Gene E. Bloch said:
Even a cell phone does that
There was a trailer on BBC recently (I didn't watch the program trailed)
about the space programme - the trail concluded with words something
like "the really amazing thing is that they did this with technology
that had less power than a mobile 'phone", at the same time panning out
to show that the trail (shots of spacecraft etc.) had actually been on
the screen of a smartphone. Of course, being the vintage I am (51), I
thought "silly - it was FAR less powerful than that" - IIRR, the Apollo
computer had something like 64K of memory, several orders of magnitude
less than a smartphone! However, it occurs to me that the person making
the trail might have been too young to know that.

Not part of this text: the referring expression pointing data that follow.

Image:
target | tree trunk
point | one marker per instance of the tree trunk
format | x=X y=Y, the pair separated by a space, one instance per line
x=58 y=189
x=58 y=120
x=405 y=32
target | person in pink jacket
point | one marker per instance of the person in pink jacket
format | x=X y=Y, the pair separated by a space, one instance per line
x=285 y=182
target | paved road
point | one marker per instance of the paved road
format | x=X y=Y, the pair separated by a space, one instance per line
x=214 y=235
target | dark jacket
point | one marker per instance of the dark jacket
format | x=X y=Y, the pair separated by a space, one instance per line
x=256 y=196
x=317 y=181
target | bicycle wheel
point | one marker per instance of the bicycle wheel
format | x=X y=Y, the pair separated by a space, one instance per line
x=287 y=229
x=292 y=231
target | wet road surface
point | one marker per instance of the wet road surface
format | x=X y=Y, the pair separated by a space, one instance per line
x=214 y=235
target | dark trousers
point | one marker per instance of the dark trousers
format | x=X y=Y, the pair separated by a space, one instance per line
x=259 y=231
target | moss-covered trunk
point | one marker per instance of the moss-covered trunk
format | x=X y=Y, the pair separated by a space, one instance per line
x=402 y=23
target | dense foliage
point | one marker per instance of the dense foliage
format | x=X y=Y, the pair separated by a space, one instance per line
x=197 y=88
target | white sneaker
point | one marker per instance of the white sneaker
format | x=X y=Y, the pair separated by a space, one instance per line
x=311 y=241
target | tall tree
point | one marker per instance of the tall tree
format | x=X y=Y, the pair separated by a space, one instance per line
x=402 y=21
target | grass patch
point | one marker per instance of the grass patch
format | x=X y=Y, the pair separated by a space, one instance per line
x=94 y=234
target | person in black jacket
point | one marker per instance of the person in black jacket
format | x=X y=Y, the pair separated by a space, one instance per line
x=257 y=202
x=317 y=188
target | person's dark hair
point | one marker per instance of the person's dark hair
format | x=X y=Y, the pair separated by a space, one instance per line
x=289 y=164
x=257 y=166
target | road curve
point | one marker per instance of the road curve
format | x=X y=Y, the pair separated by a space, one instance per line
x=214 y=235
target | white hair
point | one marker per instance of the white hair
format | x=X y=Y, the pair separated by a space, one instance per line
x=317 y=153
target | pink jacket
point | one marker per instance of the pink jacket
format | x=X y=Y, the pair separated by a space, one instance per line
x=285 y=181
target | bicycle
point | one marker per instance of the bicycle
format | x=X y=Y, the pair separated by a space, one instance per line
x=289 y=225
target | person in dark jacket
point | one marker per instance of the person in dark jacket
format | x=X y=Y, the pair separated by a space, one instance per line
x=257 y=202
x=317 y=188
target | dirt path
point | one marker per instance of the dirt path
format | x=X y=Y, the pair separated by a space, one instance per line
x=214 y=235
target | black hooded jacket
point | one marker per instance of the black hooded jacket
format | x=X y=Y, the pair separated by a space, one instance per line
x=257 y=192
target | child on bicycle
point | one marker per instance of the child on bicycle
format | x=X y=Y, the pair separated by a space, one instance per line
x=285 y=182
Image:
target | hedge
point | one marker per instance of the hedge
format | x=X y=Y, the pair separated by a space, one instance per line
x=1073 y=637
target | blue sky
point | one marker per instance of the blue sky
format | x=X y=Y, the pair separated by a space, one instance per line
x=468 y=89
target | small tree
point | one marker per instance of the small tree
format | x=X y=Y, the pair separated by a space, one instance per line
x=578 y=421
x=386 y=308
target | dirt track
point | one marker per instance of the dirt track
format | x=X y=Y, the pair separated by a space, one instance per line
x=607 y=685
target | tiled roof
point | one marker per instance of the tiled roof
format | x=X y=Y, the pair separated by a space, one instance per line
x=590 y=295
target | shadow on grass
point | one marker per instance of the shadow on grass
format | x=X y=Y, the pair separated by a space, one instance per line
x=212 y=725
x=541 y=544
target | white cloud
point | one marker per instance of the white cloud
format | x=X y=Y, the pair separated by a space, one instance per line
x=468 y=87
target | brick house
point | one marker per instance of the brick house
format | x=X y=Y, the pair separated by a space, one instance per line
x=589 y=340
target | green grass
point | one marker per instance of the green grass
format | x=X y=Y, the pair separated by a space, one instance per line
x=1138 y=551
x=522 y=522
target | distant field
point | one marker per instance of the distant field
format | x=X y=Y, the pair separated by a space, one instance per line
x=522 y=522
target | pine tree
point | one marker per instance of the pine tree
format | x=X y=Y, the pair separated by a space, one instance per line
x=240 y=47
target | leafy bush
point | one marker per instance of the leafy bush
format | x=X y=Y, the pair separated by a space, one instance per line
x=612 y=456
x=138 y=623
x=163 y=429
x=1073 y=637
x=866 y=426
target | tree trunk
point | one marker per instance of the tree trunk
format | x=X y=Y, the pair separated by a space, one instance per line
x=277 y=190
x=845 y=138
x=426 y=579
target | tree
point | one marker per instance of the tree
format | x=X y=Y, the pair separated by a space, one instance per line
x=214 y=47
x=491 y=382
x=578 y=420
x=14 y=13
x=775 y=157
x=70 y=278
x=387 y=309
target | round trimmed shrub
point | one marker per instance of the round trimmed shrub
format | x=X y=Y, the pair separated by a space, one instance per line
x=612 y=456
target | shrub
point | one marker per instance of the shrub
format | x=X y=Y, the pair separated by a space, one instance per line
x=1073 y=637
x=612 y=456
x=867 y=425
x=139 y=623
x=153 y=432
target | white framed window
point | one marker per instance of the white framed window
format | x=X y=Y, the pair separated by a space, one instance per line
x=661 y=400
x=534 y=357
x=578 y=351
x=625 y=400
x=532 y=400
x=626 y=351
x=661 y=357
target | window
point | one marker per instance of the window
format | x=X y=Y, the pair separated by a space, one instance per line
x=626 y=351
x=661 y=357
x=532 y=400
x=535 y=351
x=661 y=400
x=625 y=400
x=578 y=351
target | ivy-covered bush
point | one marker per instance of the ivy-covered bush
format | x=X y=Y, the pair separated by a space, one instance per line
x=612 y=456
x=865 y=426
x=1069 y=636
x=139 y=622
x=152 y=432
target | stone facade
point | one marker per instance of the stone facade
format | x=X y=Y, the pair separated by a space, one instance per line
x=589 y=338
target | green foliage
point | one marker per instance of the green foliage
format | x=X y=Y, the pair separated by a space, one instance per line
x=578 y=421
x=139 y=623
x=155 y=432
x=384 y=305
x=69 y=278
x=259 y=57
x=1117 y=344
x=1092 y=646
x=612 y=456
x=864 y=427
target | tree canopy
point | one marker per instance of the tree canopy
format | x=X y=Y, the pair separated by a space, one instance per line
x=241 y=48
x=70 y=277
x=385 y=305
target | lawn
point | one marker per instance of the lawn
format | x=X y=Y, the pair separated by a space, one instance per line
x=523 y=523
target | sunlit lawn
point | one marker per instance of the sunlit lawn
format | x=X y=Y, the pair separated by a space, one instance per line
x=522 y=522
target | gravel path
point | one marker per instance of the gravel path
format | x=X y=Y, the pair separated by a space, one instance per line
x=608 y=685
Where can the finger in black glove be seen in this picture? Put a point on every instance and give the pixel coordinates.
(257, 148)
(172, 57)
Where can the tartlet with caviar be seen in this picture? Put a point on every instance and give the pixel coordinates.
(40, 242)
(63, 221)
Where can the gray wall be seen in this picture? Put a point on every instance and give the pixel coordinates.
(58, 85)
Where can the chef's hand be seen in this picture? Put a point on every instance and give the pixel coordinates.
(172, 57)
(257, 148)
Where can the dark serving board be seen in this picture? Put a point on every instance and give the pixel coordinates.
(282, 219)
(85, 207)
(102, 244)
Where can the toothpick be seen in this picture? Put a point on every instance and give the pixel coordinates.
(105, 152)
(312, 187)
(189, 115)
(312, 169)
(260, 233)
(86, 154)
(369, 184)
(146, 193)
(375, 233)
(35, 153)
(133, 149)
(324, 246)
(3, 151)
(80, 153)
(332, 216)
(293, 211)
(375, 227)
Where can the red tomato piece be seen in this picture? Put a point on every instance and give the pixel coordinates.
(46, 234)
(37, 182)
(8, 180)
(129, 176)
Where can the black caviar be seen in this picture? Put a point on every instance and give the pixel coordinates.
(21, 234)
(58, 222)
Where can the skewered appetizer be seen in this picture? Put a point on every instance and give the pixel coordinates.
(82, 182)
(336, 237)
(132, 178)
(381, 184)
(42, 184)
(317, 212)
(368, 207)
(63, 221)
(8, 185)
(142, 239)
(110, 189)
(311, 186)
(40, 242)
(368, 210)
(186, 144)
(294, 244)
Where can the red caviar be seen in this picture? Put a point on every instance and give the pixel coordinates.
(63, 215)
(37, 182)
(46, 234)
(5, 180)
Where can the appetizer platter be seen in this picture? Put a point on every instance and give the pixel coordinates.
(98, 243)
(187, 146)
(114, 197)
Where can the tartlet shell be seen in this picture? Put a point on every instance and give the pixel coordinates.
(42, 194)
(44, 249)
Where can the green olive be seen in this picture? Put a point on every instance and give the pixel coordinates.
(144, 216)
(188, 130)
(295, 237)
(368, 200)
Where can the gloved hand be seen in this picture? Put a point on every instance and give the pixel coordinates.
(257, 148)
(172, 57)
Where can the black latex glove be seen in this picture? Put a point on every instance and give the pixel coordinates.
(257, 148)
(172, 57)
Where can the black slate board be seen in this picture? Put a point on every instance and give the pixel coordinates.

The first machine I worked on had a cycle time of one microsecond. The
later model upped the speed to a cycle time of half a microsecond. Like
Turbo, man!
(IBM 7090 & 7094, if you're wondering.)
about 100 kHz max. (could also run at about 10 Hz and 1 Hz, for
demonstration/debugging purposes) in my case. Also a memory of 16 (no,
not 16k).
--
J. P. Gilliver. UMRA: 1960/<1985 MB++G.5AL-IS-P--Ch++(p)Ar@T0H+Sh0!:`)DNAf
If you like making stuff there's always somebody ready to say that its
ridiculous. But, actually, I don't think it is. In fact, enthusiasms are good.
Hobbies are healthy. They don't harm anybody. - James May in RT, 6-12
November 2010.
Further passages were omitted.